下絵はどれも、すぐに瞳だとわかるほどデッサン力を由蔵は持っていた。
さすが、江戸一番と評判の絵師である。

「さあ、早速始めましょうや、絵里様、その姫泣かせの媚薬を奥様の秘め場所にたっぷり塗りこんでくださいまし。奥に塗り込むのはまだですぜ。へへへ、最初は、ほんの手始めに塗ってから段々と燃えていく瞳様を描きたいもんでしてね。」
「奥様、いかがでございます。あっしらのような行商人と中間のような下衆な野郎からおもちゃにされるご気分は。へへへ、それにしてもいい格好ですぜ。絵里様もひでえ縛り方されるもんですぜ。これじゃ、言うこと聞かねえ女郎に折檻するのと同じじゃございませんか?」
「ふふふ、そうさ、足抜けしようとした女郎は、みんなこうやって亀甲縛りの上、座禅転がしにされて、徹底的になぶられるのさ。ふふふ。・・・・今、奥様が口に噛み締めているのは、その時に使う猿轡ですよ。あたしもそいつを10日間も噛まされ続けて折檻されたことがあるんですよ。そりゃもう、辛くて辛くたまりませんでしたわ。・・・・・・奥様。ふふふ。折檻の辛さに負けて舌を噛んで死ぬ女郎がたくさん居ましてね。観念してしまうまでは、決して猿轡は外さないんですよ。・・・・顎が痺れてどんなに泣き喚いてもその桜木の猿轡は外してもらえないのですわ。私は、年季が終わって遊郭を出る時、そっと盗み出してきたんですよ。いつか、この猿轡を瞳奥様の口に噛ませてやろうと誓っていましたのさ。」
「それじゃ、絵里様も本望って訳だ。へへへ。いかがです、奥様、女郎の猿轡のお味は?
はははは。
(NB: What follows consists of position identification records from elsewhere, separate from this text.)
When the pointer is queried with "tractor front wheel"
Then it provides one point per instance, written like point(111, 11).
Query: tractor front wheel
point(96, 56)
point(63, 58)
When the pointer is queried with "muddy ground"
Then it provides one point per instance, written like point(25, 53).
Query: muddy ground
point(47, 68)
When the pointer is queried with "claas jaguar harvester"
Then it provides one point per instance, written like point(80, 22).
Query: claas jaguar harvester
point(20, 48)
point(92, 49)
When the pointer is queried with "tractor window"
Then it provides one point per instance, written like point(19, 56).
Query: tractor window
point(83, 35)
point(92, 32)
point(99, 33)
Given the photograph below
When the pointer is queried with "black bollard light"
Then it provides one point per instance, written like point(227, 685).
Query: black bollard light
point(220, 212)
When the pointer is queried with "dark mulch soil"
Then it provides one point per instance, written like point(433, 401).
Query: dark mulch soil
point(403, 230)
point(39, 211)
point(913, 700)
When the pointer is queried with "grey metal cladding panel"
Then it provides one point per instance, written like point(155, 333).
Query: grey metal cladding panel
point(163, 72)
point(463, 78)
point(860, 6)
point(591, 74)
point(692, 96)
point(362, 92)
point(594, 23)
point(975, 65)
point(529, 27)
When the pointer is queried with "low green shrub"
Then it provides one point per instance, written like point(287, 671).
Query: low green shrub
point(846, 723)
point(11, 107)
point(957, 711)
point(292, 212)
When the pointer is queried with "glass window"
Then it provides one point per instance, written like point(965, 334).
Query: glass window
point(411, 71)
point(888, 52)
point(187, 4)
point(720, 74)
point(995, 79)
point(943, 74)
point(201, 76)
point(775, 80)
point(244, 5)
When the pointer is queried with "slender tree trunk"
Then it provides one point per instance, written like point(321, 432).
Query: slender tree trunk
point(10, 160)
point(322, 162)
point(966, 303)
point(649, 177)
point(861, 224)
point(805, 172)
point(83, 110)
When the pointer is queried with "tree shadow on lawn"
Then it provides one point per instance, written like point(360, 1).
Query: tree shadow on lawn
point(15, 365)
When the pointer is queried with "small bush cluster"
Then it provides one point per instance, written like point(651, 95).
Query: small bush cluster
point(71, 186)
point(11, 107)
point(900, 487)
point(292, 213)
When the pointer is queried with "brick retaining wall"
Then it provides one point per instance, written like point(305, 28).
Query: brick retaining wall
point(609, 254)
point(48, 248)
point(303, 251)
」
「それじゃ、次郎吉親分、早速親分から、その肥後ずいきで楽しませてやっておくなさいまし」

瞳は長襦袢姿のまま、罪人にかけられるような亀甲の縛りを施されたまま、足首を交差するように胡坐をかいた状態で縛られていた。
次郎吉の手で、胸元が開かされ、真っ白な形の良いふくよかな両の乳房が縄目の間から顔を出した。
ツンと上を向いた乳首と静脈が青く浮いた白い乳房が縄によって変形させらている。
次郎吉は、片手で絵筆を持ち、その乳首を撫でるように弄びながら、もう片手にはこけしのような肥後ずいきを持ち、瞳の秘め場所をゆっくりと押したり引いたり廻したりして奥へ奥へと攻め込んでいっている。
その中間姿の下郎風情に弄ばれている武家髷を結い上げた旗本の奥方の姿を由蔵が描いていく。
瞳は、武士の妻として、呻き声すら出すまいと、必死に堪えている。
こんな卑しい人間に、こんな形で屈服してしまうことは、絶対にプライドが許さないのだ。
猿轡を噛み締め、思いっきり憎悪の眼差しで、3人を睨みつけていく。
その武士の妻の矜持を保とうとする姿が、次郎吉と由蔵には堪らない魅力なのだ。
決して手の届かないと思っていた高嶺の花の北町奉行の妻、それも江戸随一の美貌と言われ、遠山桜とまで言われた瞳を、ねっとりと責め抜ける喜びは何物にも代えられぬ幸せだった。
絵里は、手酌で酒を飲みながら、3人の姿態を薄ら笑いを浮かべながら眺めていた。